Per tutta la protezione sociale spendiamo quasi 400 miliardi. Il 66,3% se ne va in pensioni (aumentate di un 5,2 per cento rispetto all’anno scorso). Per l’assistenza propriamente detta ci sono 47 miliardi. La Caritas, nella sua conferenza stampa di ieri, ha proposto di non aumentare questo stanziamento, ma di spenderlo diversamente: invece di dar soldi, lo Stato e gli enti locali forniscano servizi. Chi oggi percepisce queste somme, contratti con Stato ed enti locali le cose che vuole. L’idea è di riscaldare l’intervento sui poveri avvicinando uomini a uomini, donne a donne. Non più o non solo soldi che arrivano nelle case e non incidono – per esempio – sulla solitudine, uno dei drammi più sentiti della vecchiaia e della povertà. Ma uno slancio di solidarietà complessiva, che trasformi i denari spesi in qualcosa di più di una semplice erogazione. Tiziano Vecchiato, direttore della Fondazione Zancan, che ha collaborato con la Caritas nello studio sulla povertà, ha ammesso però che cambiare sistema «non è per niente facile, perché chi oggi beneficia dei trasferimenti pubblici e ne ha fatto una fonte di reddito non è disposto a rimettere in discussione i diritti acquisiti, anche se ragioni di equità portassero a riconoscere il contrario».

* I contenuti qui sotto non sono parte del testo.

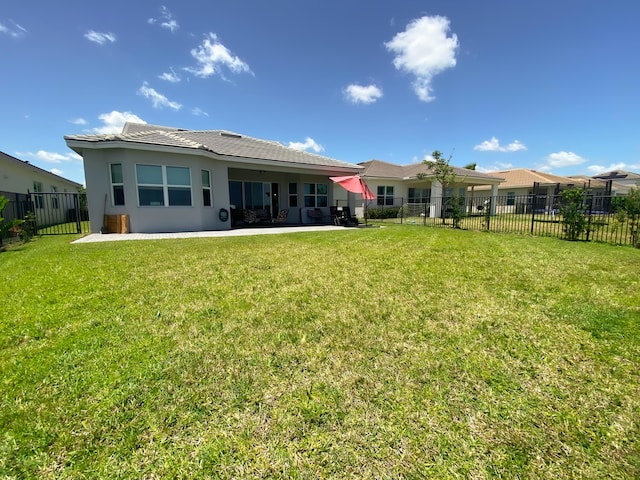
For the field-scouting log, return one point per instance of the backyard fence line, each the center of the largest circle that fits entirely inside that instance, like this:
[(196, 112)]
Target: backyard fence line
[(42, 213), (538, 215)]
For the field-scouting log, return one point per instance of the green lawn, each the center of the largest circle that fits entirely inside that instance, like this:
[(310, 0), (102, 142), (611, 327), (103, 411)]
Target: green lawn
[(395, 352)]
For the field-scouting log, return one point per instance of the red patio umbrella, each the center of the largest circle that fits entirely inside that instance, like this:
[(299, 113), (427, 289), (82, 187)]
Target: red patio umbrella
[(355, 184)]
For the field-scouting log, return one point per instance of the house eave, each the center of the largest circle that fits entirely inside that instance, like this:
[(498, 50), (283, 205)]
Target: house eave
[(80, 145)]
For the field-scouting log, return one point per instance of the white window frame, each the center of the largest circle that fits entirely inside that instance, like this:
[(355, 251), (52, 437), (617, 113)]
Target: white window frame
[(116, 184), (39, 199), (314, 195), (386, 198), (165, 186), (206, 188), (55, 203)]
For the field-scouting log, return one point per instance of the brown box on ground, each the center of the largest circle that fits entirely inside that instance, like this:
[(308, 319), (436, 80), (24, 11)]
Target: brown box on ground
[(117, 223)]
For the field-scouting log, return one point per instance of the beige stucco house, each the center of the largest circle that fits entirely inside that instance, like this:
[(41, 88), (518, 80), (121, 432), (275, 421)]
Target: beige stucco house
[(515, 193), (396, 185), (166, 179), (48, 191)]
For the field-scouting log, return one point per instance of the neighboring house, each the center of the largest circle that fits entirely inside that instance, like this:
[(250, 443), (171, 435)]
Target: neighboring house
[(18, 178), (169, 180), (515, 193), (396, 185), (621, 181)]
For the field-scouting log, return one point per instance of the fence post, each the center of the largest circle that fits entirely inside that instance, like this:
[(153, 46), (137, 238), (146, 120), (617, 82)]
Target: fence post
[(589, 217), (534, 204), (76, 207)]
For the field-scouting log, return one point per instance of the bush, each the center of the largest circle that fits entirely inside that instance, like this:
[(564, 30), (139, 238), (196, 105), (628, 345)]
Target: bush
[(379, 213), (574, 221)]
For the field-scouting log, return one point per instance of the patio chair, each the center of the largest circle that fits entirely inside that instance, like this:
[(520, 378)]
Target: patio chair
[(282, 216), (249, 216), (345, 219)]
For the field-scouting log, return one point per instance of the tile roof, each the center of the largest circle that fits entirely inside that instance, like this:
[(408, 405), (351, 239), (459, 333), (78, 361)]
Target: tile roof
[(220, 142), (523, 177), (380, 168), (617, 175)]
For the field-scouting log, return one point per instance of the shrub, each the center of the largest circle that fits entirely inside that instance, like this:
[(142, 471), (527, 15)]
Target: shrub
[(574, 221), (377, 213)]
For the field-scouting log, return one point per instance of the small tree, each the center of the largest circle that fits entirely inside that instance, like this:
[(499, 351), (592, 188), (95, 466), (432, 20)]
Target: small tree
[(6, 225), (628, 209), (444, 173), (574, 221)]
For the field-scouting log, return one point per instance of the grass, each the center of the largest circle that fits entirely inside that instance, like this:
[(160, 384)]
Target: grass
[(376, 353)]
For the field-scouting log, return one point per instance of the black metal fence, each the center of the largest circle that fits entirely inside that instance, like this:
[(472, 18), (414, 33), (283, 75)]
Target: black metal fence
[(45, 214), (535, 214)]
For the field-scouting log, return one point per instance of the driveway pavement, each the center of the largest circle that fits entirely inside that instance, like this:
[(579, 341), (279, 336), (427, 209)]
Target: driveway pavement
[(113, 237)]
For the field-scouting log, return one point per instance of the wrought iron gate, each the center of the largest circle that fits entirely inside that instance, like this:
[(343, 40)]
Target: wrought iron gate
[(58, 213)]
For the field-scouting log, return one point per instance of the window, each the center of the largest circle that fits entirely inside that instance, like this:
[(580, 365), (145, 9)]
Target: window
[(159, 185), (316, 195), (250, 195), (385, 195), (117, 185), (206, 188), (419, 195), (293, 194), (54, 198), (39, 199)]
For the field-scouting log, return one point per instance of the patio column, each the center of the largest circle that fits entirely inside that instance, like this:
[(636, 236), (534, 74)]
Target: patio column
[(436, 199), (494, 198)]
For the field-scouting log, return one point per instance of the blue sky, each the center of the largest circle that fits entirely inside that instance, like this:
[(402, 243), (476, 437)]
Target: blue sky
[(552, 85)]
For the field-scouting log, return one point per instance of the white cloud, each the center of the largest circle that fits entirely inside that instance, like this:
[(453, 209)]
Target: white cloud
[(157, 99), (50, 157), (198, 112), (166, 20), (114, 121), (212, 55), (309, 143), (424, 50), (100, 37), (363, 94), (170, 76), (564, 159), (16, 31), (493, 145)]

• C’è un qualche rapporto tra questi numeri e la crisi finanziaria che imperversa?
No, le cifre e le analisi si riferiscono a un mondo che ancora non era stato toccato dal precipitare dei corsi azionari e dalla crisi delle banche. La Caritas sottolinea il fatto che si sono stanziate montagne di soldi per aiutare le banche e non si sente parlare di un euro in direzione delle fasce più derelitte della nostra società. un problema che sta venendo al pettine molto rapidamente. Per esempio, che atteggiamento terranno i governi verso la crisi dell’industria?
• Beh, se hanno fatto tanto per le banche dovranno fare altrettanto per le fabbriche.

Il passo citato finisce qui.